The second important finding of our study is that one calculated formula initial eGFR AUC%_12M was a better predictor of adverse renal outcomes than eGFR slope. Unlike other summary measures (e.g., baseline, average, or maximum eGFR value), both pieces of information can be captured through the use of AUC [18]. The use of AUC simplifies the statistical analyses by transforming the multivariate data into a univariate variable, especially when many repeated measurement numbers exist and there is a need to summarize the information [14]. In addition, when the time interval between repeated measurements is not identical, the use of AUC provides an alternative approach to adjust for these differences [19]. O’Hare et al. investigated the variability in eGFR in the 2 years before initiation of dialysis in 5,606 Veterans Affairs patients and found that patients with greater eGFR variability were less likely to have received predialysis care and had a higher risk of death in the first year after dialysis [20]. An understanding of kidney function variability preceding dialysis can help guide clinical decision making (e.g., nephrology referral, vascular assessment, and transplant referral), goals of care, and anticipated service needs [2022]. The formula for eGFR AUC% may also be used in long term follow-up in patients with CKD.

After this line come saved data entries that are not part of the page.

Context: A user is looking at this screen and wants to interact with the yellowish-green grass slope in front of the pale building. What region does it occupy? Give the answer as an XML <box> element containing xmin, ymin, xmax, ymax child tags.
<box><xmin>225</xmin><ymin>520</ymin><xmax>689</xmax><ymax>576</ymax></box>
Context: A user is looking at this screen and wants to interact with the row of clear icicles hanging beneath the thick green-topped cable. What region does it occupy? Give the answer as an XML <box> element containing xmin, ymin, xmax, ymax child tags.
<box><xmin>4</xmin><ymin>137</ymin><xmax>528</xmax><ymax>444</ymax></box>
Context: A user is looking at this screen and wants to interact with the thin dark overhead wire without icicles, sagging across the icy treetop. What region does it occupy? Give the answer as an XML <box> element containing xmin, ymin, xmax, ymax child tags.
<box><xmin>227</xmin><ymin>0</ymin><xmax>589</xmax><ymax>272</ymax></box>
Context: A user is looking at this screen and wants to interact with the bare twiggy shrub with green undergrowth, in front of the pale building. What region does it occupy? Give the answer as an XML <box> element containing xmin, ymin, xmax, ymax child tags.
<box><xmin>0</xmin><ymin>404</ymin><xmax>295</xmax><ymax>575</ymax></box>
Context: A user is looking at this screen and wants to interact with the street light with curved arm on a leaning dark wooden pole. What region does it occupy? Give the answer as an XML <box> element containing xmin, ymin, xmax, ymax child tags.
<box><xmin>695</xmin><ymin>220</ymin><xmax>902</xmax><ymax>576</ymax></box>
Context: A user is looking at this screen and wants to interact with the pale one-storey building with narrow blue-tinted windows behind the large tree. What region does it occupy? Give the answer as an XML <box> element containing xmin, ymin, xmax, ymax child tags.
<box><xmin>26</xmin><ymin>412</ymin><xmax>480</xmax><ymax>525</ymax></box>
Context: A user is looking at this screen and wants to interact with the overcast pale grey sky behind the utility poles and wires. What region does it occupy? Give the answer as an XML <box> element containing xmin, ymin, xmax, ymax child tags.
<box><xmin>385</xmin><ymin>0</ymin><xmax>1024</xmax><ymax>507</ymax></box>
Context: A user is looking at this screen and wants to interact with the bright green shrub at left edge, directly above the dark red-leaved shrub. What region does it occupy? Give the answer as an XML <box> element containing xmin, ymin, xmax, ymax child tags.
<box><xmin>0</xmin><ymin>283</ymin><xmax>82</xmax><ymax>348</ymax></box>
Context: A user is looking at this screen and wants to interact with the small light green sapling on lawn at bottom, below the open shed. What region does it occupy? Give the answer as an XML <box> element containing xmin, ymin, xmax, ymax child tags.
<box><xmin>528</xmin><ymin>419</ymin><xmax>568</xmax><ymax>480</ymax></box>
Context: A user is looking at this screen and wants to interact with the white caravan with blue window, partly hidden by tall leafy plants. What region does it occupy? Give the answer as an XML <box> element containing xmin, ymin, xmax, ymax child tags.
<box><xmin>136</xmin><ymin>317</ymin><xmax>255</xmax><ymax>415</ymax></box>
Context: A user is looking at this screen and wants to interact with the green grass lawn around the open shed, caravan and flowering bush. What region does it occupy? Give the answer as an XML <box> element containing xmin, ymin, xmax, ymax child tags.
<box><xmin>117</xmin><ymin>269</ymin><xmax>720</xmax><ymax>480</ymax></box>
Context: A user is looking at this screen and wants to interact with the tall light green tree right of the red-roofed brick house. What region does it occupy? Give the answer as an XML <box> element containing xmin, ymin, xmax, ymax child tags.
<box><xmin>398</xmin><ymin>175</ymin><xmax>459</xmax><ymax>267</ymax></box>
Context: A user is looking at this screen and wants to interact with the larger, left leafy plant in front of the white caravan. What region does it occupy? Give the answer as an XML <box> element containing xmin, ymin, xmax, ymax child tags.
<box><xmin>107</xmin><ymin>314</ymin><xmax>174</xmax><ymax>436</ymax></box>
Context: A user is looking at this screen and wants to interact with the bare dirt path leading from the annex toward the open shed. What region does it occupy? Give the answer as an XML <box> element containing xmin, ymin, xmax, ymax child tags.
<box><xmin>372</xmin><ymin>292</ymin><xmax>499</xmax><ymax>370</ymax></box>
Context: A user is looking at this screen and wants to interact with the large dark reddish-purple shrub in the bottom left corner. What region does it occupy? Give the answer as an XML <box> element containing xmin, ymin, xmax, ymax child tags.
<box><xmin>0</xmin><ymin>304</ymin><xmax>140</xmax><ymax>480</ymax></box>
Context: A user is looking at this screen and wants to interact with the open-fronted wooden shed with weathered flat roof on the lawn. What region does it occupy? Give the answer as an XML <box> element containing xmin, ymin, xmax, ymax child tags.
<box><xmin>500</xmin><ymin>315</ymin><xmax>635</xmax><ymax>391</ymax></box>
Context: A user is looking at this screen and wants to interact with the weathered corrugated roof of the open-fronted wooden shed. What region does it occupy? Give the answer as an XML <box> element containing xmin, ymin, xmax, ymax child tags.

As for other approaches, such as using SE of the regression as a method of evaluating eGFR variability, our result is in agreement with Perkins RM’s finding that eGFR variability by the SE did not predict ESRD outcome among CKD stage 3 patients [23]. Despite this finding, it needs further investigations to compare the significance of employing the different approaches for estimating eGFR variability.

In conclusion, our results demonstrate that the greater eGFR variability by AUC% is associated with the higher risk of progression to RRT. The formula of estimating eGFR variability by AUC method may provide a significant predictive value and guide the treatment strategies and choices in CKD patients.

Conflict of Interests

The authors declare no conflict of interests in this study.